El pelo le da vergüenza. Es una muerte que avanza. La célula crecida cae por los hombros,
derrama su aroma inevitable. Agarra la tijera, o ella lo agarra a él y le dice cortá. Le hace caso. Ve
caer sus mechones rubios en la baldosa negra. Se pierden ahí, hasta que los barre y son como a un
animal muerto que se pega al cepillo. Ella no se da cuenta, duerme. Decide cortarle el pelo.
Liberarla de tanta vanidad. Le deja la cabeza más ventilada. Sin olor a champú. Una hermosa
pelada heterogénea que evadirá cualquier peine. Parece un mapamundi, África sin depilar, se
salvó por la almohada. Va al cuarto de los chicos. Hace lo mismo. Son varoncitos. Esos pelos no los
barre. Ya no importan.

Abandona su casa para ser un yo. No tiene un yo todavía. Pensó que estaba siendo utilizado. La
mujer que dormía con él y las dos criaturas de la otra habitación eran seres hambrientos. Lo
estaban devorando. Así creyó. Esos dientes le marcaban el cuerpo. Alimañas tímidas, pero
alimañas. El tamaño de los dientes es minúsculo, el dolor no. Cualquier hombre piensa así en
algún momento. Las mujeres también. Y los chicos. Es cuestión de tiempo. La autocrítica no es
contemplada. Si los demás tienen la culpa, mejor. Lo escribe en el espejo y después lo borra. El
mensaje era para él. Que nadie sepa.

Baja por las escaleras. Abre la puerta y deja la llave en la cerradura, del lado de adentro. Aún es de
noche.Mira el edificio que lo tenía oculto. Una colmena insulsa. No va a regresar. Al llegar a la
estación, se vacía los bolsillos. Varios pobres se arrastran a sus pies. Se pelean por las monedas,
los calmantes, el tabaco. Tira el documento en la alcantarilla y sube al tren.

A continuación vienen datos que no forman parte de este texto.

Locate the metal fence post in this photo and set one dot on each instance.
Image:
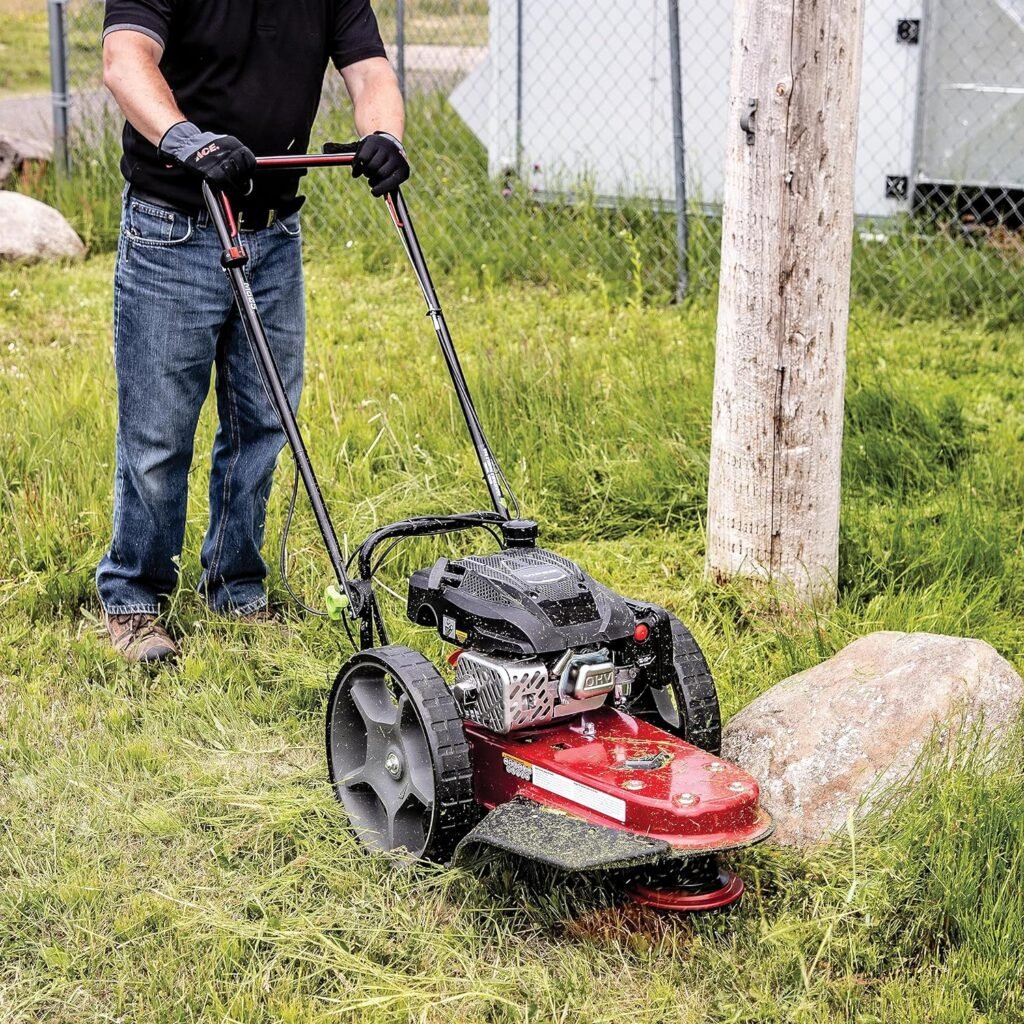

El tiempo dice ahora y el tren se pone en marcha. La vida inesperada, tal vez. Habrá que
arriesgarse, barajar y dar de nuevo. La renuncia material era el primer paso. No sabe cuál es el
segundo. Olvidó el folleto.

Un pelado radiante vestido con túnica hare krishna lo interceptó hace un mes en el centro. Le dijo
no sos feliz, dame la mano. No fue tanto el contenido de esas palabras, sino el gesto. O el pelado
en sí. Era diez años mayor, según dijo. Parecía más joven. El automatismo envejece.

El tren se vuelve ruidoso mientras avanza. Y él se ve obligado a improvisar el paso dos: hacerse el
sordo. Esquivar los ruidos del mundo, empezando por los más cercanos. Si le piden el boleto se
señalará los oídos, negará con la cabeza. Va a sumar el voto de silencio a la sordera. Decir, ya dijo.
Y era nada. Mover los labios y producir lenguaje, un sinsentido. Mejor el silencio. Hacer mutis
hacia adentro para contagiar el afuera.

Aquel pelado. Tenía los labios gruesos. No como su mujer, dos láminas. Y el pecho abierto, como
de alguien todo a la vista. Sin miserias. No como él, un homenaje al pliegue. El pelado le dio la
mano y se le erizó el cuerpo.
Ya son las cinco, dolor de panza. El hambre es un punzón que no respeta ideas. Caminar por el
pasillo oscuro, balanceándose por el tacatá de las vías. Atraído por cierto olor a café que viene del
fondo.

Se sienta a mirar por la ventanilla. Alguien se fue, y él se adueña de los restos. Despacito. Un poco
de líquido en el cogote. Un pedazo de pan fresco. El mozo se ha quedado dormido en un banquito
y se balancea sin perder del todo el equilibrio.

Lo vio varias veces al pelado. Sin aceptar el motivo. Caminaban juntos desde el subte hasta el
trabajo. Ayer, esa puerta quedó atrás. No ser más un engranaje. Eso le susurró el pelado muy
cerca. Llovía. La lluvia los recluyó en un alero diminuto.

Un poco de sol se instala en el asiento de adelante. El día ya empezó en el tren y él sigue atrasado.
Con el santo en la cabeza. Lo quiso besar mientras la lluvia encharcaba sus zapatos. El amor es una
puerta, había dicho el pelado. Pero el beso lo desconcertó. No es por acá, dijo. No entendiste
nada. Y cruzó descalzo la avenida.

Es verdad, la tijera cortó de más la cabeza de ella, la de los chicos. Pero no fue deliberado. No fue
saña, sino entusiasmo. Apuro de expiación.